The bank executive was shocked. So she marched her children into a bookstore, intent on finding a book on how to teach them about money. But there was nothing. “Well, mom,” her daughter said as they hunted fruitlessly, “why don’t you write the book?”
Godfrey would end up writing 14 books on children, life skills, and money, including the New York Times bestseller Money Doesn’t Grow on Trees: A Parent’s Guide to Raising Financially Responsible Children, released in a new edition this summer, and Money Still Doesn’t Grow on Trees: A Parent’s Guide to Raising Financially Responsible Teenagers and Young Adults (2004).
It’s not a future she would have envisioned at AU. Not even when her head was spinning from the tear gas canister that, in a way, gave Godfrey her first national break.

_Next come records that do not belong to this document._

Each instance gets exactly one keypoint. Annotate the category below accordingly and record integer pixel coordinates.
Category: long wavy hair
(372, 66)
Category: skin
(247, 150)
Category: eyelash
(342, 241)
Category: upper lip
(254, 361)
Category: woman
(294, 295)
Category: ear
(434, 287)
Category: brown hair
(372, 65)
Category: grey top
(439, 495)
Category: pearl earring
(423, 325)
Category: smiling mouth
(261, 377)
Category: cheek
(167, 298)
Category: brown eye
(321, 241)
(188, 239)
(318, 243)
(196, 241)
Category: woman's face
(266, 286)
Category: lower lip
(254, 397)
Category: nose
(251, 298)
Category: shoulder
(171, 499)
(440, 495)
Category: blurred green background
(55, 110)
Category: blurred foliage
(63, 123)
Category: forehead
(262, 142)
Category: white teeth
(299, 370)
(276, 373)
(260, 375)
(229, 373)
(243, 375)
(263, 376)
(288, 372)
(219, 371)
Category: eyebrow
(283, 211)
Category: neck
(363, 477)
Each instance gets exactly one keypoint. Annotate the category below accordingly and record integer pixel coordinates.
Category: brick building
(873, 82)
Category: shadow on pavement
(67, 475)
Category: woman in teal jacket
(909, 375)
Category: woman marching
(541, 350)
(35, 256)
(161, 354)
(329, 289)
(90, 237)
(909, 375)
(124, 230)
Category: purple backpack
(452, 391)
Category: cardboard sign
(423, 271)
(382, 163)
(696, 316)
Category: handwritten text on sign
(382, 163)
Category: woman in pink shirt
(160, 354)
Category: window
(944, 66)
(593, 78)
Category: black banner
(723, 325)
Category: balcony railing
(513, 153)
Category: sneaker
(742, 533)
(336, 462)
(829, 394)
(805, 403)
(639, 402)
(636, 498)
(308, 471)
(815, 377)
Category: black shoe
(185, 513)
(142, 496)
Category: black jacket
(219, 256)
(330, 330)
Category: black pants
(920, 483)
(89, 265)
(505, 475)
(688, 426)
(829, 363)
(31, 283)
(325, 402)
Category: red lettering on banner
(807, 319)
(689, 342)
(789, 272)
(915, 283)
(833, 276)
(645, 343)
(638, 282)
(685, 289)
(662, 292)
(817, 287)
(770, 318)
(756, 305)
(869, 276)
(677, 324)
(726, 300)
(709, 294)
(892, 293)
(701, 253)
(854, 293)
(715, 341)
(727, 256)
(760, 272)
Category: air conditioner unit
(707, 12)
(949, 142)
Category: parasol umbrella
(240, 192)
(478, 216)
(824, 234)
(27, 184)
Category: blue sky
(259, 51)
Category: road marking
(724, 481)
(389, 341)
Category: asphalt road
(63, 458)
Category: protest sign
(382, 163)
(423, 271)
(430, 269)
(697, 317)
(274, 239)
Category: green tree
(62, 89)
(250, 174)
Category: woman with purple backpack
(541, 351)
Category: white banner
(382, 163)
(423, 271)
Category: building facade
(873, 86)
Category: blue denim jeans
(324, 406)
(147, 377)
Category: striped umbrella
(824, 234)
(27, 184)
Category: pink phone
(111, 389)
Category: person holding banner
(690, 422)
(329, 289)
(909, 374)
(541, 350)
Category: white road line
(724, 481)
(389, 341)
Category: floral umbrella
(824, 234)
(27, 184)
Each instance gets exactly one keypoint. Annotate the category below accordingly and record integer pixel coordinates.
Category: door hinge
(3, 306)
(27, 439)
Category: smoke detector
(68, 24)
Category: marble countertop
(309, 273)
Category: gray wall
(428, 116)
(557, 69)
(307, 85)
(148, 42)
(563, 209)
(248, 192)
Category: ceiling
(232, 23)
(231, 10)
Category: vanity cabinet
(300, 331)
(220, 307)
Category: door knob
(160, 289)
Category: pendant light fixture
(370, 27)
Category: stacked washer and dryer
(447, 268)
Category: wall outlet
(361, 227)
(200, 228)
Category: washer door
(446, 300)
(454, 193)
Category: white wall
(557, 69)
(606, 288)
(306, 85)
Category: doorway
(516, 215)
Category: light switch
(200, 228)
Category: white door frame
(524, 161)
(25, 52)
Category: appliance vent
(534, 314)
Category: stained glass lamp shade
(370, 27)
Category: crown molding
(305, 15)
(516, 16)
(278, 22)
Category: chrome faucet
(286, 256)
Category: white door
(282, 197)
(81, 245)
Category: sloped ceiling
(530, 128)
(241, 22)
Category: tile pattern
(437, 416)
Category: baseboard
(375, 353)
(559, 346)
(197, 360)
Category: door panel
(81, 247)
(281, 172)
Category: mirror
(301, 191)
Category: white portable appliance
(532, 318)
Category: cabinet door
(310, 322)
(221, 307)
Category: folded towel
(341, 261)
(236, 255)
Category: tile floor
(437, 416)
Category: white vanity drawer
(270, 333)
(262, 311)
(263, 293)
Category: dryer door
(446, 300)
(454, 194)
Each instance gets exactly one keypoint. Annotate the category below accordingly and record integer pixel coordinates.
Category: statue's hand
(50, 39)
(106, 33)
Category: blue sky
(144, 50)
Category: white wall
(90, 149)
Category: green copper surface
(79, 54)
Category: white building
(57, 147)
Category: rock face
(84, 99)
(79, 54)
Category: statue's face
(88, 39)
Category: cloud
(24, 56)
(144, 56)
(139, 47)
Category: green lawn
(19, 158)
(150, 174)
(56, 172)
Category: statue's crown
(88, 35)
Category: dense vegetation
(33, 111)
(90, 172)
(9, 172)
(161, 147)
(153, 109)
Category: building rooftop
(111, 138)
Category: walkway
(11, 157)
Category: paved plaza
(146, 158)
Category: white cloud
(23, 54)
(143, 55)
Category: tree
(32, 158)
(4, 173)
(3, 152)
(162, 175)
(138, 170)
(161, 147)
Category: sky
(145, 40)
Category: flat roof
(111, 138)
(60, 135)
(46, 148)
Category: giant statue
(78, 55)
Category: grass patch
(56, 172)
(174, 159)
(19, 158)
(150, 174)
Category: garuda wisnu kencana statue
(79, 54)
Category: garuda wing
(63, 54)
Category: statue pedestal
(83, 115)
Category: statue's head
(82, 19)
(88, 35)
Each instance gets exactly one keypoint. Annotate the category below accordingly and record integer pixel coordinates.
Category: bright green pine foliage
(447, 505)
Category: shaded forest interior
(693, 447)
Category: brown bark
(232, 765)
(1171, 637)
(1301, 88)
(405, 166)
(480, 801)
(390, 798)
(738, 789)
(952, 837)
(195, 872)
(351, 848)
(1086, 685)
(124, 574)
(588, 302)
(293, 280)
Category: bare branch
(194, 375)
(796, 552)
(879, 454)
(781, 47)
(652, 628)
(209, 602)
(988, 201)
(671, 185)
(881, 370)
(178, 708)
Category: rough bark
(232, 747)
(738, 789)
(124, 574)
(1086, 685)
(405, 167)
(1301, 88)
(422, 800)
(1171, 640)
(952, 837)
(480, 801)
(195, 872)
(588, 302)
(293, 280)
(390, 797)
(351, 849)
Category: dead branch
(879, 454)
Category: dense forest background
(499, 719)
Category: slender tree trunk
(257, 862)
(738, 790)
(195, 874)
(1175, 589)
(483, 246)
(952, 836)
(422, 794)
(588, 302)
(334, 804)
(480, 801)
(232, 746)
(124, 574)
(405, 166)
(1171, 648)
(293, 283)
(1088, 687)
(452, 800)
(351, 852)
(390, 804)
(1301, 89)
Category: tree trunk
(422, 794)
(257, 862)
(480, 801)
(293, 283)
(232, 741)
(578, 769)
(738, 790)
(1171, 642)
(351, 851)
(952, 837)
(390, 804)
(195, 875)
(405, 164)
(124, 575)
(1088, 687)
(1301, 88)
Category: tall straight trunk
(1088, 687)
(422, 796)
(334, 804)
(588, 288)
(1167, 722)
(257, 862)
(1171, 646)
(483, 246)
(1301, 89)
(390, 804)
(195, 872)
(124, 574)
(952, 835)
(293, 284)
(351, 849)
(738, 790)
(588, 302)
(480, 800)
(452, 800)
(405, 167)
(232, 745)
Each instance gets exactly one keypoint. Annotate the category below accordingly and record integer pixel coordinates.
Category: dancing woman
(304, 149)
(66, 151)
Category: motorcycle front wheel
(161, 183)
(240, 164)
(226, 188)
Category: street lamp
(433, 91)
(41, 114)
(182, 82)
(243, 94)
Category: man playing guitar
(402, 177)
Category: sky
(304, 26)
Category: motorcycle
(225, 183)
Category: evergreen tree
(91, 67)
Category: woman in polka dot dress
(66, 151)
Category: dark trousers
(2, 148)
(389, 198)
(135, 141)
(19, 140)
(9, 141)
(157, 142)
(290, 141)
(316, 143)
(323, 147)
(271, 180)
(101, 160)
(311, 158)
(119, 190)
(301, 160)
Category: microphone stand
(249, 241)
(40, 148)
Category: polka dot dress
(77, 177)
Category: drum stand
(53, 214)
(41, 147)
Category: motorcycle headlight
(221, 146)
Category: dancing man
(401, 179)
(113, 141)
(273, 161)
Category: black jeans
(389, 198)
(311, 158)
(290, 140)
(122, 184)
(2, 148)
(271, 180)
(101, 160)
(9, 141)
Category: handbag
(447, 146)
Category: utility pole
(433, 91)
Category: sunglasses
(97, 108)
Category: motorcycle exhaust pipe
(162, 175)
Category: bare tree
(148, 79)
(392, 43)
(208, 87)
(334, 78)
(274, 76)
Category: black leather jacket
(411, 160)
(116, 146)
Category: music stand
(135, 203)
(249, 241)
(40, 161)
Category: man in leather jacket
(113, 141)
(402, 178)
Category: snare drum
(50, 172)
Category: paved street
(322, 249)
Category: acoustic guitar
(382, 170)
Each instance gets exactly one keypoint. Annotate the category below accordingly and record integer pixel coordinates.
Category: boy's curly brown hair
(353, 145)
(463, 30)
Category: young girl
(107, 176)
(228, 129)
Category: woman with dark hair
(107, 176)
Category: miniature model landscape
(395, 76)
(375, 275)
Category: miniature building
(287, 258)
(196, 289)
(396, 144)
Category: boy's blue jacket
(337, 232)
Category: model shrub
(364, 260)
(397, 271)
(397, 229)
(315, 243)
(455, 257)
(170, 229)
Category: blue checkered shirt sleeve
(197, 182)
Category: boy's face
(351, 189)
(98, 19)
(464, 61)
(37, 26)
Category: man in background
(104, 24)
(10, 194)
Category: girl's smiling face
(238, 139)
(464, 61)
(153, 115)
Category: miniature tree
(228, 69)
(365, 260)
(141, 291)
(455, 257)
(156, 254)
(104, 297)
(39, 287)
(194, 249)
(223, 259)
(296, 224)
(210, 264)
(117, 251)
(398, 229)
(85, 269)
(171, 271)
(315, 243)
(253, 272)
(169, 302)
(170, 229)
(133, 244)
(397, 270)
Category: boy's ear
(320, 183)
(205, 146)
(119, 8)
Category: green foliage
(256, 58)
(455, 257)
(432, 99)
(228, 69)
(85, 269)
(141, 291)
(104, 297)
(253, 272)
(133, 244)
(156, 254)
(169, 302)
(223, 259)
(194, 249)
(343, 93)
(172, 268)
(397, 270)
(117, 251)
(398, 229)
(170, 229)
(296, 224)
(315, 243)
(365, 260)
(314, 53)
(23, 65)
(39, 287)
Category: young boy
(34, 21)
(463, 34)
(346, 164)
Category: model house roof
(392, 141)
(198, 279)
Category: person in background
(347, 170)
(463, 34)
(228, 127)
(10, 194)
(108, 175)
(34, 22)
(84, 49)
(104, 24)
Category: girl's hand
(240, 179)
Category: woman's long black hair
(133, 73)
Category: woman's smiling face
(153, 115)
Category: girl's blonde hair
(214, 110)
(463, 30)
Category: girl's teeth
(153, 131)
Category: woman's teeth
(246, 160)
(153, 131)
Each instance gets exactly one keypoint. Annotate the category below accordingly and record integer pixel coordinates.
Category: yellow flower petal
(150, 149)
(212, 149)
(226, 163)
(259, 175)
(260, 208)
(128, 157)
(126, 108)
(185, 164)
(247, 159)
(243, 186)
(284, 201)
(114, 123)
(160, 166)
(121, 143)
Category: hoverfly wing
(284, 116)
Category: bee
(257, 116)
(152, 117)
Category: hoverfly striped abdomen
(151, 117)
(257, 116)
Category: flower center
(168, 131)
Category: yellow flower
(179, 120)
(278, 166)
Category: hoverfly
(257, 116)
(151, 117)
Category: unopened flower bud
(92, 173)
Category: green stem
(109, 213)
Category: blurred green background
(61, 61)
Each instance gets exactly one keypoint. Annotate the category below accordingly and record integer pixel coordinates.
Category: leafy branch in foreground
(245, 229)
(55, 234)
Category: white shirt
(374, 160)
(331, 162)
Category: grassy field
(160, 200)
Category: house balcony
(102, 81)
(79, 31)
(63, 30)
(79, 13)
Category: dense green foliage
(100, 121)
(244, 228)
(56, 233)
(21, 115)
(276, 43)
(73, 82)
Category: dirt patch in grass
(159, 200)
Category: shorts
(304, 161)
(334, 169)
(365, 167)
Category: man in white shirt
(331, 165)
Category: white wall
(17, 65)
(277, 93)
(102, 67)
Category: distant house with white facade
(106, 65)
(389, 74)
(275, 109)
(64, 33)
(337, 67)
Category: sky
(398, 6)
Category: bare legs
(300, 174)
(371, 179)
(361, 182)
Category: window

Imagining a future as a diplomat, the School of International Service student sold Avon cosmetics, delivered the Washington Post to dorms, and donned a pink striped uniform to work as a cafeteria “garbage girl.”
But the late-1960s campus was a tumultuous place, and one day during a protest, Godfrey relates, she was walking to work in her pink stripes when “I was hit on the head with a tear gas canister. When I came to, there was a camera crew from a local TV station, and they had a camera in my face and were saying, ‘What subversive group are you part of?’
“I was 18; it was 1969, and ‘garbage girl’ was not going to come to my lips. They were saying, ‘Are you Viet Cong? Pinko? Leftist?’ I said, ‘Yeah, that’s exactly it. That’s the group.’ Then I picked myself up and went to the cafeteria.”
The news clip was seen not only by Godfrey’s mother, but by a relative with the State Department in Vietnam. “Politically, he was a little to the right of Attila the Hun, and he was aghast,” she says. He flew back for a family meeting, in which the sarcastic undergrad needled him until he finally burst out that she’d never understand Vietnam unless she saw it for herself. When that, too, prompted an eye-rolling retort, he got her an airplane ticket and a visa.
Godfrey went to Vietnam over winter break and came back with a story she sold to Seventeen magazine, “My Trip to Vietnam,” which led to a series of speeches on campuses and paid for a full semester. It turned out she had better instincts as an entrepreneur than a diplomat.
It took another accidental break, though, to bring her into the corporate world. Fresh out of AU and married to a struggling law student, she was looking for a way to pay the bills. She proved a disaster as a typist, but two semesters abroad in Mexico had taught her a little Spanish, and Chase Manhattan Bank, she learned, was hiring in its international department.
It turned out to do more than pay the bills. Godfrey ended up rising to vice president, and was president of First Women’s Bank when her son’s cheery comment about the “magic piece of plastic” got her thinking. Once again, the accident of a single moment opened up a whole new career.